New Delhi, Oct 20 (Inditop.com) India will set up 50 weather stations in Bangladesh, Nepal and Bhutan to measure and monitor variations in climate, it was decided at the eighth meeting of SAARC environment ministers here Tuesday.
India will also pay $1 million to the SAARC forestry centre in Bhutan and another $1 million to the SAARC coastal zone management centre in the Maldives, India’s Environment Minister Jairam Ramesh announced at the end of the two-day meeting.
The eight countries that form the South Asian Association for Regional Cooperation (SAARC) — Afghanistan, Bangladesh, Bhutan, India, Maldives, Nepal, Pakistan and Sri Lanka — also decided they would form a bloc at the Copenhagen climate summit this December to make a statement and hold an event there “to highlight our vulnerabilities to climate change and the actions we are taking”, Ramesh said.
The south Asian countries would hold an annual workshop on actions to fight climate change, the minister added, saying the first workshop would be held here in February or March next year.

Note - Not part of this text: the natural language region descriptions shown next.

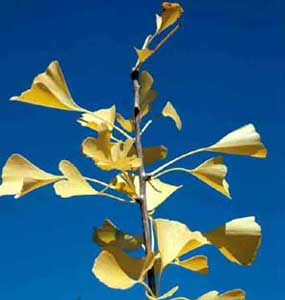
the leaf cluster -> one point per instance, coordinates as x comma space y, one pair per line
111, 147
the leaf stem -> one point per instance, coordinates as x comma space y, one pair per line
114, 197
171, 162
142, 177
170, 170
111, 124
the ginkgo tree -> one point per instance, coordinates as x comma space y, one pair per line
117, 146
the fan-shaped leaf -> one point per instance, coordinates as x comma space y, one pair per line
230, 295
73, 184
109, 235
127, 124
50, 89
198, 263
213, 173
168, 294
171, 12
172, 236
20, 176
99, 120
242, 141
238, 240
119, 270
169, 111
109, 156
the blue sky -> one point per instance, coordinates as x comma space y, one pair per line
223, 69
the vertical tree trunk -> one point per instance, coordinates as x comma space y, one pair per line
142, 175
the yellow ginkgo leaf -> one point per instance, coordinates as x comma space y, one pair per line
73, 184
20, 176
157, 192
198, 263
152, 154
213, 295
109, 235
147, 94
242, 141
168, 294
109, 156
119, 270
213, 173
50, 89
144, 54
238, 240
127, 124
99, 120
169, 111
171, 238
171, 12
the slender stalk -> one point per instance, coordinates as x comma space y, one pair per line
171, 170
109, 123
142, 177
171, 162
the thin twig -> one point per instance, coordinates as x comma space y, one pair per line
171, 170
111, 124
171, 162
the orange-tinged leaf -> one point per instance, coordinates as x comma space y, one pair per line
20, 176
238, 240
109, 156
118, 270
171, 12
50, 89
109, 235
171, 238
144, 54
170, 111
99, 120
242, 141
198, 263
127, 124
168, 294
73, 184
213, 173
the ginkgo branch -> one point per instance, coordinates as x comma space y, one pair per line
178, 158
170, 170
149, 122
112, 125
142, 176
166, 38
113, 197
159, 45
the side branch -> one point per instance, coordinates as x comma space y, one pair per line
142, 176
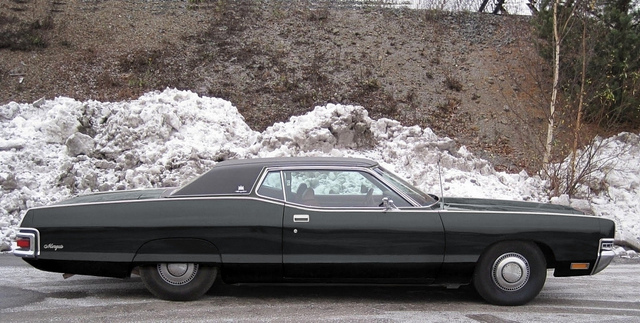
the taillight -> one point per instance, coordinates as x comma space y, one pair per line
24, 243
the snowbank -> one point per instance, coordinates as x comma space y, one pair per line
58, 148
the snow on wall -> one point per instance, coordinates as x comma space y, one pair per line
52, 150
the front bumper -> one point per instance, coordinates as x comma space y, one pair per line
605, 255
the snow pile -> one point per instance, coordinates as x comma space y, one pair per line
612, 183
54, 149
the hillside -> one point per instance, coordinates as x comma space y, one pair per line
473, 77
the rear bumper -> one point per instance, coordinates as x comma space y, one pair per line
605, 255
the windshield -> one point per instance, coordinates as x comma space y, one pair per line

The countries would finalise a regional environment protection treaty for adoption at the next SAARC summit in Thimphu next April, he added, pointing out that climate change would be the theme of the summit.
A “rapid response mechanism” to natural disasters would also be finalised and adopted at the summit.
Ramesh said river management, pollution control and transborder biodiversity conservation would be three areas of cooperation among SAARC countries. However, there is still no agreement between various countries having common rivers on sharing any water flow data.
The meeting adopted a “Delhi Statement” on cooperation in environment, though Bangladesh’s Minister for Environment and Forests Hasan Mahmud told Inditop the statement had not been discussed by the ministers. Environment ministers of seven SAARC countries and the environment secretary of Pakistan attended the meeting.